Abstract
Recently, available data has increased explosively in both number of samples and dimensionality. The huge number of high dimensional data generates the presence of noisy, redundant and irrelevant dimensions. Such dimensions can increase the time and computational cost in the learning process and even degenerate the performance of learning tasks. One of the ways to reduce dimensionality is by Feature Selection (FS). The aim of this paper is study the feature selection based on expert knowledge and traditional methods (filter, wrapper and embedded) and analyze their performance in classification tasks. Three datasets related to cancer domain in humans were used for feature selection: Breast Cancer (BC), Primary Tumor (PT) and Central Nervous System (CNS). C4.5, K-Nearest Neighbors, Support Vector Machine and Multi Layer Perceptron were trained with the best subset of features for each cancer dataset. The subset of features selected by the wrapper method presents the best average accuracy in the datasets BC and PT, while the subset of features selected by the embedded method reaches the highest average accuracy in the CNS dataset.
Introduction
Today, the data deluge era is happening, evidenced by the sheer volume of data from a variety of sources and its growing rate of generation [1, 2]. Large datasets may contain tens or hundreds of attributes, where several attributes may be irrelevant to the classification tasks in machine learning [3, 4], in other words, the high dimensional in data sets increase the time and computational cost in the training process, also degenerates the performance of the classifiers due to the existence of irrelevant, redundant and noisy dimensions [5, 6].
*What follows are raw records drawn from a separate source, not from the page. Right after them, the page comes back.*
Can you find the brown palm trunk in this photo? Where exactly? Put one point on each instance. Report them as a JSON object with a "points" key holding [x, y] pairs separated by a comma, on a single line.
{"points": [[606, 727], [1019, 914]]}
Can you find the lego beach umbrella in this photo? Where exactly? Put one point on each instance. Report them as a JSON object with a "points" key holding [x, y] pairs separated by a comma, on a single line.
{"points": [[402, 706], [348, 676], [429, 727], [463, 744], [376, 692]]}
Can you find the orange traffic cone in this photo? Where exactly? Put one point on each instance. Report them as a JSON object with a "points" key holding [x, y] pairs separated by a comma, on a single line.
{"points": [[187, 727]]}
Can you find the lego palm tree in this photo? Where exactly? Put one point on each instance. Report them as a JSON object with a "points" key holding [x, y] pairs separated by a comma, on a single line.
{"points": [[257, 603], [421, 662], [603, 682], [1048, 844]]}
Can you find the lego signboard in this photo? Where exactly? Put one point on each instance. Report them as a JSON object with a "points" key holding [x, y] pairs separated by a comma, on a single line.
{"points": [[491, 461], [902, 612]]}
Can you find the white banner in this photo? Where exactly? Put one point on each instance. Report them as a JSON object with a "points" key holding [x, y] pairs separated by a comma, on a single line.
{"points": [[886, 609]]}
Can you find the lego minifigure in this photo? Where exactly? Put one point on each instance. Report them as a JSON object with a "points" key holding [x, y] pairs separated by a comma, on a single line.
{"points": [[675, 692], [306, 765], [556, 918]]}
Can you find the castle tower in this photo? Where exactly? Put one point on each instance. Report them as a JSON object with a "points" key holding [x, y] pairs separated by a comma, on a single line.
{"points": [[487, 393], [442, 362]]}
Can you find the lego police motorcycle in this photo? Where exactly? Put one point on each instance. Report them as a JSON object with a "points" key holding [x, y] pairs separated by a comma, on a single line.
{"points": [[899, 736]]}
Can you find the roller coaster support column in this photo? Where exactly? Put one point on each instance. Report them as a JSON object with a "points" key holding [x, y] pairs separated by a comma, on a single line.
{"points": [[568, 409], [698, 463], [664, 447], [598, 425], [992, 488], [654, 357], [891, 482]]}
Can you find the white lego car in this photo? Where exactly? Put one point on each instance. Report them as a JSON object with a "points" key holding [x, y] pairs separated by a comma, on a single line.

Feature selection (FS) allows to reduce the high dimensional in data sets by selecting a subset of most relevant features [7]. Different authors [8, 9] assert that the feature selection methods have several advantages such as: Improving the performance of the classifiers. Better visualization and data understanding. Reducing time and computational cost. Use of simpler models and gaining of speed in data training process.
There are two main approaches that deal with feature selection: based on Expert Knowledge [10] and traditional FS as Filter, Wrapper and Embedded methods [9, 12].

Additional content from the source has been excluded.